I heard Denise Lee Yohn on Mitch Joel’s Six Pixels of Separation podcast last month. She was promoting her new book, What Great Brands Do and it piqued my interest.
 
Denise’s marketing book unravels seven principles that demonstrate what the great brands do…
 
They start inside
Avoid selling products
Ignore trends
Don’t chase customers
Sweat the small stuff
Commit and stay committed
Never had to “give back”
 
This  book provides both strategic and tactical ideas on how to build a great brand. 

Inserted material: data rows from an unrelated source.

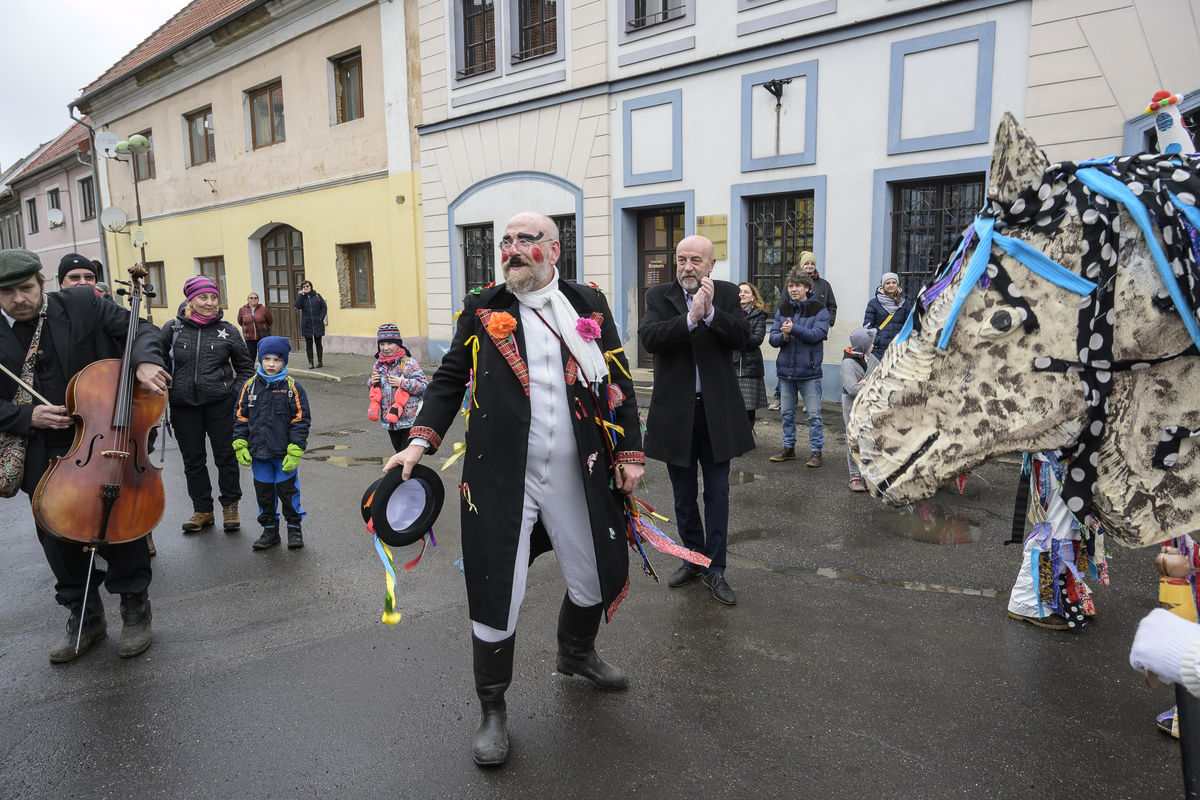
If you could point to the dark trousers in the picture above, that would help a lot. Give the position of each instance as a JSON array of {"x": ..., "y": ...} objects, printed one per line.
[
  {"x": 399, "y": 438},
  {"x": 127, "y": 572},
  {"x": 191, "y": 425},
  {"x": 709, "y": 537},
  {"x": 307, "y": 348}
]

If it were just theory, it would weaken the concepts. But Denise takes her idea of operationalizing marketing and provides tools to help make it core to the culture of a company.
 
Operationalizing marketing is a vital and important phrase in the book. It means that a company lives the brand in every part of a company. It is an idea not embraced by many companies where they think brands are solely the function of the marketing department. Nothing could be further from the truth. Marketing may be charged with communicating brand messages, but a company has to live its brand in everything it does. That includes logistics, quality, customer service, sales, operations, finance and on and on. 
 
What I enjoyed in this book is that it is so counter intuitive. 
 
It takes the obvious and flips it on its head, not to be provocative but to help make clear how brands can be frameworks and guideposts for companies. Yohn cites specific and clear examples of successes and failures throughout the book to illustrate her ideas. 
 
Goodbye Kodak Moment 
I love her explanation of what really went wrong at Kodak, a company that mattered a lot to me in my formative years. They were first to get digital. They had the technology. They recognized the threat to their film business. 
 
They just didn’t fully embrace how digital needed to be operationalized as part of the new Kodak brand culture. They never snapped into it changing the mindset of the company from an analog (film) business to a company based on the new world of digital photography. 
 
Companies like Amazon exemplify this notion of operationalizing a brand throughout the company. Their anthem is to be the most customer centric company in the world. Every decision, every day by every employee passes through this filter. If it doesn’t provide this benefit to their customers, then it is off brand. This isn’t coming from a marketing department but lives and breathes in every nook and cranny of the Amazon organization.
 
A brand isn’t a logo or the colors on a package. A brand represent the real benefit derived by a company and is valued by the community they serve. Companies like Lululemon are dissected to help you understand why they behave the way they do – setting high retail prices with very fast turning inventory. They understand a core insight about their consumers that lives within the company’s brand and once again, isn’t a marketing function.
 
I read a lot of marketing and general business management books to challenge my thinking and to give me insights into why companies behave the way they do. Yohn’s book offers a clear framework for thinking about brands today and I’d highly recommend.
 
Perhaps my favorite quote from the book comes toward the end. She makes the succinct point that it doesn’t really matter what you say your brand is all about – ultimately it is what you do that matters.
 
 
 
This book delivers on its promise and I’d urge those interested in business and marketing management to buy and read this well-written book. 
 
Reading is what great brand leaders do.